Çok mükemmel bir insan olduğunuza inanıyorsunuz, çok da zekisiniz, çok becerikli, tuttuğunu koparan bir karakteriniz var, ayrıca çok kültürlü, dört fakülteyi başarıyla bitirmiş, hem atom mühendisi hem de genetik mühendisi olmuşsunuz, bilmediğiniz pek bir şey yok.
Çalışmış çok para kazanmış mal mülk edinmişsiniz, ve bütün bunları kendi çabalarınız beceriniz ve kendi irade ve zekanızla yapmışsınız.
Size ait ne varsa kendiniz de dahil hepsini çok seviyorsunuz, gururlusunuz, kendinizle kusursuzluğunuzla ve başarınızla övünüyorsunuz, henüz orta yaşlardasınız sağlığınızda yerinde, gençliğiniz ve sağlığınızın verdiği dinamizmle ölümün size uzak olduğunu düşünüyorsunuz, bütün bunların yanında inancınız yok denecek kadar az, ölümden sonraki hayata inanmıyor her şeyin bu dünyadan ibaret olduğu fikrini benimsemişsiniz.

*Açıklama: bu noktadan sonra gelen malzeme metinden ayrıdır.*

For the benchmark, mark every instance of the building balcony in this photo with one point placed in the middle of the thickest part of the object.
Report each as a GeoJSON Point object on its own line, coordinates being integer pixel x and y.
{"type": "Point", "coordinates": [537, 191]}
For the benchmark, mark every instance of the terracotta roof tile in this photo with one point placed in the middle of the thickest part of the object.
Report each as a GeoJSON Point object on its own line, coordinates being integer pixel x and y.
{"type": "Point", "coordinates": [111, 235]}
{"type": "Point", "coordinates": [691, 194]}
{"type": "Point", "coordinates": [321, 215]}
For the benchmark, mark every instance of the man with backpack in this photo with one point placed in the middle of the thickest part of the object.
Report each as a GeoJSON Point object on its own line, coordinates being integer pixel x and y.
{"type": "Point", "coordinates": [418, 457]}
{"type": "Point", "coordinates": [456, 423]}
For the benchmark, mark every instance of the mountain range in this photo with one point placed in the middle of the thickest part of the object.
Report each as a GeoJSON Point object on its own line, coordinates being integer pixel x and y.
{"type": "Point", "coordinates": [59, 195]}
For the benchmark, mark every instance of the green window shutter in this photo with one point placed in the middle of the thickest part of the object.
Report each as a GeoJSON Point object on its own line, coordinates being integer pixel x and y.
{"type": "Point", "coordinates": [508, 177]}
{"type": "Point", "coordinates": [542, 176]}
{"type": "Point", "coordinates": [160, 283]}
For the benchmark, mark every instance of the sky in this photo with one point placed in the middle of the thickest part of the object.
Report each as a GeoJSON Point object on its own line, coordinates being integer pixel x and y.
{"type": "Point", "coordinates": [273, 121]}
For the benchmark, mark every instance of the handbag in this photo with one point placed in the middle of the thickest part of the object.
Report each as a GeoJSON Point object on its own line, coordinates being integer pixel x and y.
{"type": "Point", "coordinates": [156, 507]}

Bir zaman sonra yaşınız ilerliyor, hatta yaşlandığınızı hissediyor, ufak tefek sağlık sorunlarınız baş göstermeye başlıyor, ölümü düşünmeye başlıyor, herkes gibi hayatınızın sonuna yaklaştığınızı, ölüm mefhumunun bir realite olduğunu anlamaya başlıyorsunuz, siz ve sizin durumunuzda olan diğer insanlar gibi şöyle bir düşünce alıyor sizi.
” Ben bu mükemmel ben, bu akıllı ben, bu çalışmış başarmış her şeyi elde etmiş ben, bu yaradılmış en mükemmel bedenin sahibi ben, hiç bir kusuru olmayan ben, yok olup gideceğim öylemi, bu kadar malı mülkü parayı bırakıp gideceğim öylemi, bu olağanüstü beden bu mükemmel akıllı beden çürüyüp yok olacak öylemi, bu muhteşem yaşam bitecek ve yok olacak öylemi, on beş milyar yıllık kainatta benim gibi birinin yetmiş sene sonra esamesi okunmayacak, kainat hala ayaktayken bu beden bu benlik yok olacak öylemi”.
“Hayır böyle olmamalı, bir yerde bir yanlış var, benim gibi harikulade bir yaratığın kendi iradesiyle kurduğu bu harika düzen yetmiş yıl sonra yok olmamalı, yetmiş yıl sonra yok olacak bir ömür için bu kadar mükemmellik fazla, bu muhteşem ben ve benlik yetmiş yıl için yaratılmış olamaz” ”evet olamaz”, ”evet olamaz”, ”evet olamaz”.